Why People Don’t Like You

Where do your social skills rate?

S
ocial skills are often “picked up” naturally, rather than intentionally taught by parents or teachers. But sometimes they’re not! And while some people are actually born with the gift of social-emotional intelligence, people with average or even lower scores on this measure can definitely improve when shown how.
Before attempting to help your kids expand their social skills, you’ll want to make sure you have a fairly full set of these skills yourself. Go ahead and rate yourself on the following social skill deficits. These are behaviors that can cause people not to like you. You can give yourself a “not one of my problems,” “sometimes do this but not regularly,” “do this more often than I should” rating. Use the list to help you improve your own game even as you begin to teach your kids how to up theirs.
Not saying enough.
Saying nothing, giving one-word answers, failing to ask questions, and failing to react to what the other person has said, are all examples of “not saying enough.” This behavior makes your conversational partner do all the work. She’ll feel tired, strained, or drained from the effort of communicating with you. In healthy conversation, people take turns contributing and responding to each other.

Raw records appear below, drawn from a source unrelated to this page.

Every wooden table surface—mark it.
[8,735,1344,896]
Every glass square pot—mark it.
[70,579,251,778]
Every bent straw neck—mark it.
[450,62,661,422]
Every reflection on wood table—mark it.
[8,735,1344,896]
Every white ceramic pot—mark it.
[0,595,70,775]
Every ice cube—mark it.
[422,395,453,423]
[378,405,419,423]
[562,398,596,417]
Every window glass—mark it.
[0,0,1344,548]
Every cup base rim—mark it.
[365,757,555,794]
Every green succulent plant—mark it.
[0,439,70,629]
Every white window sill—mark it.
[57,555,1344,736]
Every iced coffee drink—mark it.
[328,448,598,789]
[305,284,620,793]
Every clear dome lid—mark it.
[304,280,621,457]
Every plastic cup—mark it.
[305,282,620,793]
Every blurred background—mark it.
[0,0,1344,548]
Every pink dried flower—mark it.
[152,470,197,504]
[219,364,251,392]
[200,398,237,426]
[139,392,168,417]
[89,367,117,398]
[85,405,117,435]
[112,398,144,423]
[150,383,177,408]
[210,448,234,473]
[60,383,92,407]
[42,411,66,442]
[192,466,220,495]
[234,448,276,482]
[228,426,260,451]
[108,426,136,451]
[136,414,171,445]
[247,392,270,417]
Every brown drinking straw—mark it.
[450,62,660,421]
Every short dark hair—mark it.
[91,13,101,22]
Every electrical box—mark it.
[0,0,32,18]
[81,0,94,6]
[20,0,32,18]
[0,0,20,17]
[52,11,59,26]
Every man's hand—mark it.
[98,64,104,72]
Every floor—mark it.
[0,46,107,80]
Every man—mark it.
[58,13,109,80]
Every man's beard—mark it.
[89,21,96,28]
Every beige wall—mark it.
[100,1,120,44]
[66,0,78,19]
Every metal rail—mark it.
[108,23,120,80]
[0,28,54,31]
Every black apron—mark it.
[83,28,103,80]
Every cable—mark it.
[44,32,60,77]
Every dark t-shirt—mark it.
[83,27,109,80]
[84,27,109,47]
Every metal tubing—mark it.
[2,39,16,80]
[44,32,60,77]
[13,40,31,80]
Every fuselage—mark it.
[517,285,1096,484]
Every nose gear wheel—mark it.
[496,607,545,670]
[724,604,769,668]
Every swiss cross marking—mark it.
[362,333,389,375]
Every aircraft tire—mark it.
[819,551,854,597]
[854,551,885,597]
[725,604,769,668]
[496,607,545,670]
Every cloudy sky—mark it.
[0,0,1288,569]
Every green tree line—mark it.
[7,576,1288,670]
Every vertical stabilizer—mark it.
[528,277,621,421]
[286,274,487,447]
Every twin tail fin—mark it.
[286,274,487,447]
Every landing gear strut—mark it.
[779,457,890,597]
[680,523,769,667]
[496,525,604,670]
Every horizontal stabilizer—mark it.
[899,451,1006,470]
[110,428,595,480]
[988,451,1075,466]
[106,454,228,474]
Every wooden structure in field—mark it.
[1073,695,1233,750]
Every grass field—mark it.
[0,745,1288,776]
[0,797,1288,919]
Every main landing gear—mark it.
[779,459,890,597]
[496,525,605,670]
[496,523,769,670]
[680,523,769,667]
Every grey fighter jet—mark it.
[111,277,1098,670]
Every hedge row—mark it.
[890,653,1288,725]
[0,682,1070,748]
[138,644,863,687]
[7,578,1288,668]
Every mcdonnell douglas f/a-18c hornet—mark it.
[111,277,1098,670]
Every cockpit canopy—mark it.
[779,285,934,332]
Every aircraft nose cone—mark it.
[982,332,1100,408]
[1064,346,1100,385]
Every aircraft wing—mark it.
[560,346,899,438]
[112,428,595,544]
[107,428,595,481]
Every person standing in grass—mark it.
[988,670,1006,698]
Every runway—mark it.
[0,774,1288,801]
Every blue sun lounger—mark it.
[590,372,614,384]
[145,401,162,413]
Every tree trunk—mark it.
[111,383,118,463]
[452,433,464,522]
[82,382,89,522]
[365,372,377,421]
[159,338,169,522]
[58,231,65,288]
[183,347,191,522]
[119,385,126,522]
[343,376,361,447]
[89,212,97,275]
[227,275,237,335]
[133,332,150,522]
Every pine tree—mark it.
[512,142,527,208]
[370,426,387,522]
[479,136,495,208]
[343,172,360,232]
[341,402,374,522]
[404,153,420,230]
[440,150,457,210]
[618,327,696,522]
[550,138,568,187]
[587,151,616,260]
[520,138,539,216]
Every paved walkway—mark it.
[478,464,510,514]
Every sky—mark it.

Monopolizing the conversation.
This involves talking at length about whatever interests you and ignoring cues that others want to speak. It may also involve talking over other people, interrupting the speaker, and ignoring topics the other person introduces in favor of constantly promoting your own. Another variation of this style is the tendency to compete with the speaker, again returning the focus to yourself (“You think you had a bad experience with ABC Airline. Wait till I tell you what happened to me!). Monopolizing forces other people to be your audience when they actually want to be participants in an exchange of ideas. Your conversation style offers them few rewards and plenty of work.
Failing to share and care.
When you leave yourself out of the conversation by failing to share your true thoughts and feelings, your conversational partner feels like she’s engaging with someone who is hiding behind a wall or a facade. It leaves her feeling alone instead of connected. A rich conversation involves sharing your own experiences and unique thoughts and feelings while also showing a sincere interest in your social partner’s experience and perspective.
Oversharing.
This social faux pas involves revealing too much private information to people who haven’t yet earned your trust. Strangers, acquaintances, and even friends who you don’t know very much about aren’t the ones to talk to about the details of your family life, your personal struggles, or your financial situation. Oversharing makes other people feel very uncomfortable. They know that it would be highly inappropriate to share their private lives with you and so they won’t, leaving you to indulge in a one-way full disclosure. This creates an unpleasant, unbalanced communication. Only open up to people you’ve gotten to know well slowly, bit by bit, over a prolonged period of time and only if they’ve shared their own details with you in equal measure along the way.
Violating Boundaries.
One way to make people uncomfortable is to literally step into their personal space. When having a conversation with someone who isn’t your spouse or child, it’s important to maintain a comfortable physical distance (2 - 4 feet away) for friends and even further away for business associates. A different type of boundary violation is offering unsolicited advice. No matter how great your tips may be, they (and you) are likely to be rejected when they were never invited. Wait until someone asks you for advice before offering it.
Negativity.
Talking about what’s wrong with people and/or the world and what bad things have happened and what bad things will happen is stressful and not fun. When you raise people’s energy, make them laugh, inspire them or make them feel happier than before you entered a conversation with them, they will want to see plenty more of you.
This isn’t an exhaustive list, but getting these skills right will be a great place to start. Add a smile to your conversation and you’re ready to go!